Und es gibt diejenigen, die unter immensem Druck stehen. Selbstständige beispielsweise, die nicht wissen, ob sie die Firma über die Runden bringen können. Sie arbeiten jeden Tag, auch am Wochenende, Urlaub ist nicht möglich, Zeit für die Familie wird mühsam zwischen dringende Termine gequetscht. Oder Mitarbeiterinnen und Mitarbeiter einer Firma, die wissen, es werden enorme Anforderungen an sie gestellt. Wenn sie sie nicht erfüllen, fliegen sie raus.

Arbeit ist nicht gleich Arbeit. Deshalb finde ich den Begriff „Work-Life-Balance“ auch schwierig. Klar ist, was gemeint ist: Arbeit und Leben müssen in einem Ausgleich sein. Wenn die Arbeit das Leben komplett bestimmt, kommt es leicht zu „Burnout“, noch so ein englischer Begriff. Es gibt ihn offenbar nur im Deutschen, das ist schon wieder lustig. Im Grunde geht es um eine Depression, weil Menschen keinen Rhythmus mehr finden zwischen Schaffen und Ruhen.

Viel zu viele brüsten sich damit, wie enorm viel sie arbeiten, dass sie schon im Büro sind oder noch, selbstverständlich auch zuhause arbeiten und auch, wenn sie eigentlich krankgeschrieben sind. Dann wird Arbeit zum alleinigen Lebensinhalt und es kommt zu der berühmten Grabinschrift: „Müh und Arbeit war sein Leben, Ruhe hat ihm Gott gegeben.“ Das kann nicht der Sinn des Lebens sein.

Aber ohne Arbeit sein, führt auch leicht in eine Krise. Gerade in der Coronakrise wird das deutlich. Wie gestaltest du dann deinen Tag? Was hat Bedeutung? Auch viele, die arbeitslos werden oder auch in den Ruhestand gehen, müssen ganz neu lernen, ihre Zeit zu strukturieren, wenn die Arbeit das nicht mehr tut. Dazu kommt die Angst vor wirtschaftlichem Abstieg.

Ich finde gut, dass die jüngere Generation ganz offensichtlich versucht, die richtige Balance zu finden. Es geht ihnen, zeigen Umfragen, weniger um möglichst viel Verdienst als um möglichst gute Lebenszeit. Väter nehmen Elternzeit, weil sie ihre Kinder bewusst wahrnehmen wollen. Paare arbeiten beide Teilzeit, weil ihnen bewusst ist, wie kostbar gemeinsame Zeit ist.
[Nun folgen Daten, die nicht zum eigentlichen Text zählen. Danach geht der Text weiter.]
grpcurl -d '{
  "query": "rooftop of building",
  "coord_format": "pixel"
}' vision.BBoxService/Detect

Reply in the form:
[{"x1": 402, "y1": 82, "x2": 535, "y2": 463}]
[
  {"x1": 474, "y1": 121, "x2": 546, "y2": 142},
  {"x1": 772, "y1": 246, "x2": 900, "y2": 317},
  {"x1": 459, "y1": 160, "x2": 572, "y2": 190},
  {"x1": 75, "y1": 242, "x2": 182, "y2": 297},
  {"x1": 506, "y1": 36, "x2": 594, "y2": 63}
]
Ich denke, wir sind noch immer auf der Suche nach dem richtigen Stellenwert der Arbeit. Es bleibt zutiefst ungerecht, dass Menschen in unserem Land Vollzeit berufstätig sind und doch nicht genug zum Leben haben. Es bleibt ein krasser Gegensatz, dass die einen mit Leidenschaft arbeiten, während andere unangenehme Tätigkeiten verrichten und dafür auch noch gering geachtet werden. Martin Luther hat einmal gesagt, jeder Mensch habe einen Beruf, eine Berufung. Nie hätte er von einem „Job“ gesprochen. Und alle diese Berufungen würden gebraucht. Der Fürst, der das Land regiert, sei genauso wichtig wie die Magd, die den Hof kehrt. Wir brauchen die junge Professorin, die forscht, ebenso wie den Mann, der unsere Mülltonne leert. Nicht nur Leistungsträger sind „systemrelevant“, das lernen wir gerade. Der Geschäftsmann ist ebenso wichtig wie die Hebamme. Wir leben gemeinsam in einem Oikos, einem Haus, und da geht es um Ökonomie, das gemeinsame Wirtschaften. In dieses Wirtschaften bringen alle etwas ein. Mit so einem Blick gibt es wesentlich mehr Wertschätzung für jede Arbeit. Und wir ordnen unser eigenes Tun besser ein: Wir überschätzen es nicht, unterschätzen es aber auch nicht. So kommen wir vielleicht am besten zur richtigen Balance.